Because We Can è il primo singolo, quello che ha fatto definitivamente storcere il naso ed allontanare i vecchi fan, un pop-rock da classifica, canzone radiofonica con un refrain che nonostante possa non piacere, si “incolla” in testa dal primo ascolto, e un assolo il quale, lasciatemi dire, non può essere stato fatto da Sambora, in quanto troppo plasticoso e semplice. La seconda traccia I’m With You è forse la traccia più interessante dell’album che ha come unico difetto di essere troppo “lavorata” in studio con cori e effetti vari. Stavolta il tocco del fido Sambora si sente eccome nel solo e un bel ritornello rialza gli animi. What About Now, la title track, è pop puro, chitarre praticamente assenti e la solita melodia ruffiana che tenta di lasciare il segno. Con Pictures Of You si tocca il fondo; canzone dedicata a chi ama il nuovo rock (vedi The Killers) suoni finti,di plastica.
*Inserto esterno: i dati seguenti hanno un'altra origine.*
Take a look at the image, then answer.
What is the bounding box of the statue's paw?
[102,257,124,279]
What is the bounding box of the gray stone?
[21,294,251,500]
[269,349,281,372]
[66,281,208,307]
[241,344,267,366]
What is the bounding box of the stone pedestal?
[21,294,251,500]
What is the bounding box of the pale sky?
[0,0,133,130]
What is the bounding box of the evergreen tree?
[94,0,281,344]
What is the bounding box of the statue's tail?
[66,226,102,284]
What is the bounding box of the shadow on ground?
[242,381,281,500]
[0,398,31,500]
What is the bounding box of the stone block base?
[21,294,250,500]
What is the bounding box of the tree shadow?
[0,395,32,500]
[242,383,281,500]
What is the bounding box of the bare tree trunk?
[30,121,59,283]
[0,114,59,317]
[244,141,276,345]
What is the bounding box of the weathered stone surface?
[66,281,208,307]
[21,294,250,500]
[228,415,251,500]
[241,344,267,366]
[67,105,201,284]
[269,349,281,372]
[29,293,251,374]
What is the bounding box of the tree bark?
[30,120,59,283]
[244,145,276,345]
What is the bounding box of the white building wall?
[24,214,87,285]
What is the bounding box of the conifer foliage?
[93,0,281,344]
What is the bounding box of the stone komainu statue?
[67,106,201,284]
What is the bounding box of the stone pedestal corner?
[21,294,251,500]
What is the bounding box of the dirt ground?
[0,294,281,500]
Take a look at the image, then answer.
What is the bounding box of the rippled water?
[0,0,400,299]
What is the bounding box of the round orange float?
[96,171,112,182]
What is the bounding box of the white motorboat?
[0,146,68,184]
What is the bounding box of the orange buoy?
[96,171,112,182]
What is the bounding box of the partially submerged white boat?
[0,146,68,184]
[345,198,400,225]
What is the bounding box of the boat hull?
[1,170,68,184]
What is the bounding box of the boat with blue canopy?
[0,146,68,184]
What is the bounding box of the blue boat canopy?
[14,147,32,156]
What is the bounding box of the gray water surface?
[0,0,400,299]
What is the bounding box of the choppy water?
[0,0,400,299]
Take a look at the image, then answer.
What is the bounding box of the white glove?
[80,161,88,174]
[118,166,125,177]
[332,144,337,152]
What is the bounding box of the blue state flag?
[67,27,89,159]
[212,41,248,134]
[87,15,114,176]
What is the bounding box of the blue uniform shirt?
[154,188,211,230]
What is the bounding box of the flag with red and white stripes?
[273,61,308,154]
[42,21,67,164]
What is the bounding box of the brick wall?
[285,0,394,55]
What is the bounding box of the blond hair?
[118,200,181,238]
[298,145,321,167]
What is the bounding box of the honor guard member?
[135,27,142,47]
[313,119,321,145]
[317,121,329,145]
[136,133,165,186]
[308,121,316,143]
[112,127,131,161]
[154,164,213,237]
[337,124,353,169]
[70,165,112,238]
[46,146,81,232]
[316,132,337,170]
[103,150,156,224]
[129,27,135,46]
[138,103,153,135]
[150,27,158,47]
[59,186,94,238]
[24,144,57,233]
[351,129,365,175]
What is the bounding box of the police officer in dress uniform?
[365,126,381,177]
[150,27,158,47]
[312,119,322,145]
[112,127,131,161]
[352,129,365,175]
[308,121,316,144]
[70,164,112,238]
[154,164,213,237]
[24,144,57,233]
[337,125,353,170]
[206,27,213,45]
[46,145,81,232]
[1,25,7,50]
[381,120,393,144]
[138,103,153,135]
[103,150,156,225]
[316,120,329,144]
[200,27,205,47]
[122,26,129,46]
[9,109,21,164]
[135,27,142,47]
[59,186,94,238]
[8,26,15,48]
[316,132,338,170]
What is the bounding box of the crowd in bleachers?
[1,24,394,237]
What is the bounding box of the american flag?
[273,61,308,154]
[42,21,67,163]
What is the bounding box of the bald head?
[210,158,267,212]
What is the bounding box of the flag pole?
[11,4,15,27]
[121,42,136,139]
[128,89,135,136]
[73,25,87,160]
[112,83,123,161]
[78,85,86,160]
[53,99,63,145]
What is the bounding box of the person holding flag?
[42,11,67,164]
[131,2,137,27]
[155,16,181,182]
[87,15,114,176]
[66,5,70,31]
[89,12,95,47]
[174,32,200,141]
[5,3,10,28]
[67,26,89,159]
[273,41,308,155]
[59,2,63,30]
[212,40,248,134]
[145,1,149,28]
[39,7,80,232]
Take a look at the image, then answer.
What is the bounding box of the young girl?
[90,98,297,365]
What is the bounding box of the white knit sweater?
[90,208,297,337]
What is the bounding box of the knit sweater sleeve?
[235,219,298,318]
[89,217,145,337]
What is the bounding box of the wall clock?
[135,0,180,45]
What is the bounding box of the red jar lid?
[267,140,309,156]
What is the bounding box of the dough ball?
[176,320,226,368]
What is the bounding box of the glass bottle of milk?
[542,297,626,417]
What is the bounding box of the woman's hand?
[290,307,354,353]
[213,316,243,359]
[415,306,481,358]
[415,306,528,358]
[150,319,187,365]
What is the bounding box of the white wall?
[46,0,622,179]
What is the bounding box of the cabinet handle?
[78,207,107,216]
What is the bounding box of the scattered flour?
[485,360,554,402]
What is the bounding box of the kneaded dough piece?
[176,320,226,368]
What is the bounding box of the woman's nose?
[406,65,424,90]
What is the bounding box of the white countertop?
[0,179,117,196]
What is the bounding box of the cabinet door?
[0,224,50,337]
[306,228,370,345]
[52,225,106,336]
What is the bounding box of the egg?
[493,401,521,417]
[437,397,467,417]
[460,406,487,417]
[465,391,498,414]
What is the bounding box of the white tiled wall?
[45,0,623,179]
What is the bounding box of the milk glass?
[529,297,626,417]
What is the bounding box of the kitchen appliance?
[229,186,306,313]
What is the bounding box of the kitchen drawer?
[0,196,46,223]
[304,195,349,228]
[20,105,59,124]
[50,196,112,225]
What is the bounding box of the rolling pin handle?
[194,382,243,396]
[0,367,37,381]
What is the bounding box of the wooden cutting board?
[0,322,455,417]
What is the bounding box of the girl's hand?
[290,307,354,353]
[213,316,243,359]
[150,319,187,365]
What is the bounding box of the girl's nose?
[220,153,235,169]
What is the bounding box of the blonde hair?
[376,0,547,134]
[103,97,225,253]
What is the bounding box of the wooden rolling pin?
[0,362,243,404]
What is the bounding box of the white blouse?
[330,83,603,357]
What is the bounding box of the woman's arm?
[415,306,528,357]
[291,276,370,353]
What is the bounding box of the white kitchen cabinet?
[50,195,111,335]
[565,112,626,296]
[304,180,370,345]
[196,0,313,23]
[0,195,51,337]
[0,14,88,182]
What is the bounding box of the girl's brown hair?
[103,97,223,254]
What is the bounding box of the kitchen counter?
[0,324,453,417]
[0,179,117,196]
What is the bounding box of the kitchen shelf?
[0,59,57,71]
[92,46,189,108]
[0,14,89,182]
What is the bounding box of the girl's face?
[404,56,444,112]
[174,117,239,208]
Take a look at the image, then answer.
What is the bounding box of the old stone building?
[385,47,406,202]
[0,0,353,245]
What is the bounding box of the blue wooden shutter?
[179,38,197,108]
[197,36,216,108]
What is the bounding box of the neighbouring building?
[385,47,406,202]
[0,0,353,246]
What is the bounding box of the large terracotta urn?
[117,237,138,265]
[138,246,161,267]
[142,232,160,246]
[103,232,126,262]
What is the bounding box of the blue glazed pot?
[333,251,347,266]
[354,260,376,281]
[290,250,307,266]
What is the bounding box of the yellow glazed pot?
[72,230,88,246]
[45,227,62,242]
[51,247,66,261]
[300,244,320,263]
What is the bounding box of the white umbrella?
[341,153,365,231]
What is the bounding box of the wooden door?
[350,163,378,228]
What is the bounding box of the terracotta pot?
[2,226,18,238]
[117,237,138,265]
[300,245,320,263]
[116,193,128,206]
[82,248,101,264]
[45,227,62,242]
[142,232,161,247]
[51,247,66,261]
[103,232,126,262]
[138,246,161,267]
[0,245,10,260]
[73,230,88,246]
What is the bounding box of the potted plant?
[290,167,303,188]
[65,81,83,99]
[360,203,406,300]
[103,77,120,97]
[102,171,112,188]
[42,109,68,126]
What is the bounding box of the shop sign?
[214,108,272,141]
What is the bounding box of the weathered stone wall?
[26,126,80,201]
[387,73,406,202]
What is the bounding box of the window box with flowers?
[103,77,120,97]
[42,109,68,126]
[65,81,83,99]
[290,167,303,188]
Peccato perchè la canzone non sarebbe stata brutta come melodia.La quinta traccia, Amen , è anche la prima ballad, acustica, dolce, un tributo ad Halleluja di Leonard Cohen, canzone che Jon ha sempre amato e performato più volte live. Molto bella e sentita.  That’s What The Water Made Me rialza un po’ il ritmo con la chitarra e le tastiere in primo piano. Song riuscita e trascinante. What’s Left On Me sembra uscita direttamente dall’album Lost Highway con il suo country-rock che negli States è tanto amato; la canzone non è male e scorre via senza lode ne infamia. Army Of One è fuori dagli schemi, l’intro di organo che ricorda vagamente quello di Lay Your Hands on Me apre le danze un refrain che con il suo “Never Give Up” esplode in urlo liberatorio. Bell’assolo di Sambora finalmente! Continue…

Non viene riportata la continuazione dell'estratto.